So it’s been a little while since the March against Monsanto, but Emily and I have been busy getting started in our new job at Grand Teton National Park. So far so good.
I’ll just say now that the March was amazing. The night before Emily and I were jazzed up from the day’s events; graduating our EMT class and going out for bowling with her family. We stayed up late making big signs out of some cardboard we found in a dumpster and her raft paddles. Emily’s sister even helped when she stuck a box on her head and had a great idea for a face- related sign that would later prove consequential. Being our first real protest we learned right away that markers , no matter how big are not the way to go. We squeaked away for hours, next time we’ll get some paint.
The next day, Saturday May 25th, Emily and I set out with her Mom Becky, Sister Kelsey, and even Kelsey’s adorable baby Eloise, for Balboa Park near Downtown San Diego. As we walked through the park toward the fountain where everyone was to meet we didn’t notice any other protesters. For a few minutes it seemed like it would just be the five of us walking through the avenues of the park. As we got to the fountain we were relieved to see a large gathering already several hundred strong. There were signs of every kind shape and sign sticking every direction out of the throng of people gathered there. Everyone was listening to a kind of pep talk before we set out to march.
We found a good spot to listen and eagerly waved our signs at each other and passersby on the road. Some people would honk in support while others stared in obvious confusion. Emily wore the face sign, and I held the two paddle signs. We got quite a few compliments. Even baby Eloise sported a sign that said “I’m just a baby, please stop poisoning me.” She certainly got a lot of attention with that one (also for just plain being cute.)
As more and more people gathered I couldn’t help but get excited. At this point the percentage of the American population that is actually asking questions about where their food is coming from is sadly very small. It is easy at times to feel out there on the fringe. Yet here was a consolidated, energized, and adamant group of people, downright angry people, all gathered to tell the world that there is a big problem with our food. All of us were concerned about the global food monopoly this small group of gigantic corporations has on the world.
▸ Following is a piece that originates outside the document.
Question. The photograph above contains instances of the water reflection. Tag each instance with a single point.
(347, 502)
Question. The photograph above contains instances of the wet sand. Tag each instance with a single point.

All of us angry that our country can’t connect the dots between the corrupted food we eat and the ever worsening state of public health. All angry that the Food and Drug Administration might as well be a subsidiary of those same corporations, their policy and enforcements laughable in defending public health. Seeing those people there and joining with them was simply exhilarating and refreshing. The thought in my head at that point was that we were joining two million people in over three hundred sister protests all over the world. We were not alone and crazy after all.
At some point Emily got tired of her head- box-sign and we switched. Not long after that a Channel Ten news reporter must have noticed and cornered me for an interview. On one hand this was great; Emily and I had been wondering if the media would even cover the event. Despite two million people worldwide all Marching Against Monsanto we wouldn’t have been surprised if it had “somehow” gone totally unreported. On the other hand all of a sudden I was a public face for the movement and am not a good speaker. And all because of a last minute corny face sign. Yikes! Well I didn’t do horrible, and was on the news that night. I believe I am quoted online as well at channel ten news\
And so we all got excited and all set out marching, through the wide boulevard of the Balboa Park, toting signs and garnering all sorts of strange confused looks. Somehow our numbers had been masked by gathering, once we were set in motion the full effect became obvious. There were thousands of people marching down a wide lane, all dressed in red and waving signs. Two thousand had responded to attend by Facebook, yet it was obvious there were at least three thousand people, a scarlet river proceeding down the road. And then we were suddenly crossing the bridge into town. We had thought we were marching only through the park and were a bit surprised. Sure enough though the police were there escorting us through the city of San Diego, holding up lines of traffic while this half mile parade marched on, chanting it’s mission. “If it’s safe why can’t we know?…. Label aa-ll GMO’s”
We marched nearly to Downtown, and then made a timely and refreshing stop at the San Diego Farmers Market. It was a fitting destination, simultaneously decrying the corporate food system and supporting local farmers. Unfortunately it was only a halfway point before we turned to march through downtown and back to the park. After a twenty minute break the march resumed at half strength when many people were lost in the confusion of the market. We marched around the city and headed back up the hill to Balboa Park. A total of three miles, it was a good haul for several thousand sign waving protesters.
One unintended consequence of all this hit me early on. Emily’s family was with us that day mostly because they had no choice. They wanted to spend time with us on our last day in San Diego before we left for our summer jobs in the Tetons. They were not part of this movement however they came and learned a great deal about why we went that day. Despite our efforts, I’m fairly sure Emily’s mother thought we were nuts for everything we do and how we spend our money on food. But I saw her there listening to the speakers before the march, really listening to all the facts, and it was profound. She was deeply impresed when the speaker related one particularly shocking fact: that 270,000 farmers in India have committed suicide due to Monsanto’s activity there. We are grateful her family came to support us. So now I know it can happen; we can make change. If we can just spread awareness of what is going on people will respond.